The mood was souring quickly, Felix realized.

“I’m too drunk for this,” Sylvain announced. “Mistress Tippler, my room upstairs, please, before I vomit on your fine patrons.”

Mistress Tippler handed him a key as he spilled his coins all over the counter and then scrambled to collect them.

Felix cast Dimitri an urgent look, hoping that he would see the wisdom in leaving quickly. But Dimitri had an extremely troubling look on his face.

“The tax collectors,” he asked urgently. “They wear the royal livery?”

“Should they be hiding it?” the woman asked with a bitter laugh.

“Are they local men?” Dimitri pressed her. “Has anyone seen their faces before?”

The woman tilted her head, curls of white shifting against her shoulders as she examined Dimitri.

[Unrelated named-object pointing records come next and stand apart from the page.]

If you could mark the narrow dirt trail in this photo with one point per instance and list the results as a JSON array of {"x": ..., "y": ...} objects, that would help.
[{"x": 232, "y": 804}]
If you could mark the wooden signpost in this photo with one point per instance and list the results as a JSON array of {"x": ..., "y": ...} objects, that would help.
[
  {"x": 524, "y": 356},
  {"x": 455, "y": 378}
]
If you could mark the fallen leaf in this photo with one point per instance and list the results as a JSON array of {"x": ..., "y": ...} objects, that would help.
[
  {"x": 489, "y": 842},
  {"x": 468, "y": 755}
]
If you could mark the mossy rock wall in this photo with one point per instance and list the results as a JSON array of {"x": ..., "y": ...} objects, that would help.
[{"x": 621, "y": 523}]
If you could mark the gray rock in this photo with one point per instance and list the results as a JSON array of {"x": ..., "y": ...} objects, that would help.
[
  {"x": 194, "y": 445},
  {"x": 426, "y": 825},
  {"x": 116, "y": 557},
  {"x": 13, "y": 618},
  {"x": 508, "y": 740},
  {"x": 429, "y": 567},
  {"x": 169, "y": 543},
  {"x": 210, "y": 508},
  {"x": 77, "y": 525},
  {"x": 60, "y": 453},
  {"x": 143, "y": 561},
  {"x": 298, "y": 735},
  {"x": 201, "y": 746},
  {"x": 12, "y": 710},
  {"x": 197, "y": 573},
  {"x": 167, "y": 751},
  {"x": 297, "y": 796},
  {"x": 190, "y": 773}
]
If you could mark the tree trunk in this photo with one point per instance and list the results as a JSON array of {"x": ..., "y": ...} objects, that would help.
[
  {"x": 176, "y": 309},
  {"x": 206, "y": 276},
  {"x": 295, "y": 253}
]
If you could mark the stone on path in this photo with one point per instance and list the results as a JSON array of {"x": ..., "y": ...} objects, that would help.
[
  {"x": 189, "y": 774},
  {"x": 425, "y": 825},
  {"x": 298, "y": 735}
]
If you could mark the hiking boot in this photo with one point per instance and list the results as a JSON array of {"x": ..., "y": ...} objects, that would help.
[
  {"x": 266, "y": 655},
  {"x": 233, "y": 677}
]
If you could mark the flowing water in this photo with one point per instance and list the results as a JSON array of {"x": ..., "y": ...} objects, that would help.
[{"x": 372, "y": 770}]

Felix got his feet abruptly, the scrape of his stool the only sound in the now deadly silent room.

“I’ve finished my drink,” Felix said pointedly, and then looked sharply at Dimitri.

“Ah, lordling, certainly you can afford another?” the delver said with his nasty grin growing wider. “Are you really so afraid of a few questions?”

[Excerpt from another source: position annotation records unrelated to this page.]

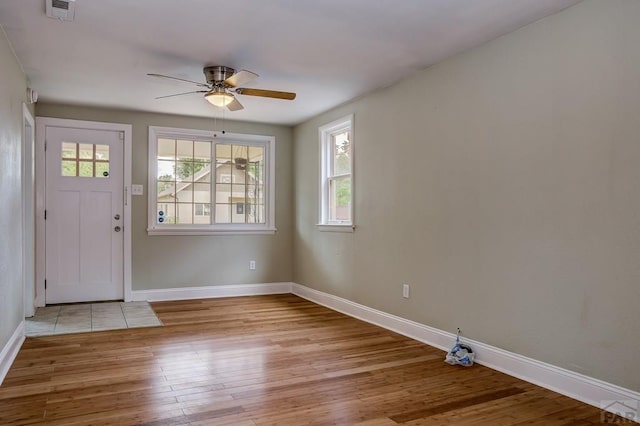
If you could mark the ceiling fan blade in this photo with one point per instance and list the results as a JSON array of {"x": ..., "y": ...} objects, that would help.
[
  {"x": 235, "y": 105},
  {"x": 266, "y": 93},
  {"x": 180, "y": 94},
  {"x": 240, "y": 78},
  {"x": 179, "y": 79}
]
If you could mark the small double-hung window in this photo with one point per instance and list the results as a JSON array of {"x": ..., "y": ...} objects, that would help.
[
  {"x": 336, "y": 180},
  {"x": 201, "y": 183}
]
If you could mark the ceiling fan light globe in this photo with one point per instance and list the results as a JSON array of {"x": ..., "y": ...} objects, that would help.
[{"x": 219, "y": 99}]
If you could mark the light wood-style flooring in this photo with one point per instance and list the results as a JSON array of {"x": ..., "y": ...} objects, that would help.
[{"x": 263, "y": 360}]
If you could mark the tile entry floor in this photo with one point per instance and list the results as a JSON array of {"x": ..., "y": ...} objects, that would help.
[{"x": 85, "y": 317}]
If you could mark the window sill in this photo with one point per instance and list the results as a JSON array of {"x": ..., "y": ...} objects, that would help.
[
  {"x": 323, "y": 227},
  {"x": 204, "y": 231}
]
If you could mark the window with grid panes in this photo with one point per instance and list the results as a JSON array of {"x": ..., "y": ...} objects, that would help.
[
  {"x": 336, "y": 180},
  {"x": 200, "y": 183}
]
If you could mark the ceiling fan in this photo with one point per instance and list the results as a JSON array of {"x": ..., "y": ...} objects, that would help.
[{"x": 222, "y": 83}]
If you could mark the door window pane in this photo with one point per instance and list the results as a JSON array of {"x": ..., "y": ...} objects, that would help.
[{"x": 84, "y": 160}]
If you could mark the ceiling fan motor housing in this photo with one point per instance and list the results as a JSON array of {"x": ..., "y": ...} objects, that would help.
[{"x": 217, "y": 74}]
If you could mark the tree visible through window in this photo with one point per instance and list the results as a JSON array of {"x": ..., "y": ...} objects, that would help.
[
  {"x": 336, "y": 141},
  {"x": 206, "y": 181}
]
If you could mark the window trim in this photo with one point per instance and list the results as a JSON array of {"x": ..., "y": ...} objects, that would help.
[
  {"x": 269, "y": 143},
  {"x": 325, "y": 133}
]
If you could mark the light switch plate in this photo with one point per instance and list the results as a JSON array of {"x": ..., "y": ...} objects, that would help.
[{"x": 137, "y": 189}]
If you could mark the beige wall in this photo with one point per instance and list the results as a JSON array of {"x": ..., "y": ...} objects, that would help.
[
  {"x": 182, "y": 261},
  {"x": 503, "y": 185},
  {"x": 12, "y": 94}
]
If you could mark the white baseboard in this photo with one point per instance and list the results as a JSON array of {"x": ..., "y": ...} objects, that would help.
[
  {"x": 10, "y": 350},
  {"x": 186, "y": 293},
  {"x": 577, "y": 386}
]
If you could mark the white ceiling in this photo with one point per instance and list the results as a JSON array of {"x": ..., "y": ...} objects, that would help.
[{"x": 327, "y": 51}]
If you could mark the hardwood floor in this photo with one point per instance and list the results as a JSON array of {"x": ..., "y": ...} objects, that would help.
[{"x": 263, "y": 360}]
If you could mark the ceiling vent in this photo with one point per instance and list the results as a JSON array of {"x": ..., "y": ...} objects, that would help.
[{"x": 64, "y": 10}]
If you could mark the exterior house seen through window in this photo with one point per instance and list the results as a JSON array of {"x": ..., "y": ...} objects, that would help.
[
  {"x": 336, "y": 180},
  {"x": 201, "y": 183}
]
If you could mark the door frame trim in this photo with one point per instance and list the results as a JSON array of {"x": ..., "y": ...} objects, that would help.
[
  {"x": 41, "y": 126},
  {"x": 28, "y": 210}
]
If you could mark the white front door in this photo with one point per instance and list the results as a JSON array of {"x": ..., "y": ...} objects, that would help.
[{"x": 84, "y": 215}]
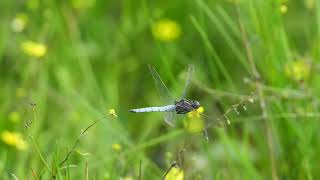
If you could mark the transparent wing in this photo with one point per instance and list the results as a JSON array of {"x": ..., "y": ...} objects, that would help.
[
  {"x": 169, "y": 118},
  {"x": 163, "y": 91},
  {"x": 164, "y": 94},
  {"x": 217, "y": 122},
  {"x": 188, "y": 80}
]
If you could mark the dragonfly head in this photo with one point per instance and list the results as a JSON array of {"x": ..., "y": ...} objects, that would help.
[{"x": 195, "y": 104}]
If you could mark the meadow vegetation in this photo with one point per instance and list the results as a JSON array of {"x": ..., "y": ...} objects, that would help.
[{"x": 71, "y": 70}]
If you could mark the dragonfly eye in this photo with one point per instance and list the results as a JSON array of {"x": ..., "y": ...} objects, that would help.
[{"x": 195, "y": 104}]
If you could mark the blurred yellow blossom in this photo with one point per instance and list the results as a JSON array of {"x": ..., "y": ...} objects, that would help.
[
  {"x": 34, "y": 49},
  {"x": 283, "y": 9},
  {"x": 310, "y": 4},
  {"x": 127, "y": 178},
  {"x": 14, "y": 139},
  {"x": 166, "y": 30},
  {"x": 298, "y": 70},
  {"x": 175, "y": 174},
  {"x": 194, "y": 123},
  {"x": 112, "y": 112},
  {"x": 116, "y": 147},
  {"x": 83, "y": 4},
  {"x": 14, "y": 117},
  {"x": 19, "y": 23}
]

Felix grabbed the strap of Dimitri’s pauldron and then yanked him to his feet roughly.

“I know you,” the woman said slowly.

“That’s Fraldarius!” a voice called out from behind him.

Felix couldn’t make out who had shouted, as everyone in the tavern was now on their feet, but the voice was oddly familiar.

“Please,” Dimitri began to speak, raising his hands. “We mean you no harm.”

“Fraldarius, huh?” the man with the burn said with a scowl. “The king’s attack dog? I believe we have a friend who might like to speak with you.”

“You’re mistaken,” Felix said, his back to Dimitri now as the crowd circled closer.

“I’ve always heard Fraldarius was a little one,” the burned man said. “Tell me, did you command your soldiers to seize the inheritance of any child whose father sided with the Dukedom before or after your own was cold in the ground?”

Without even thinking, Felix felt his sword sliding from its sheath. 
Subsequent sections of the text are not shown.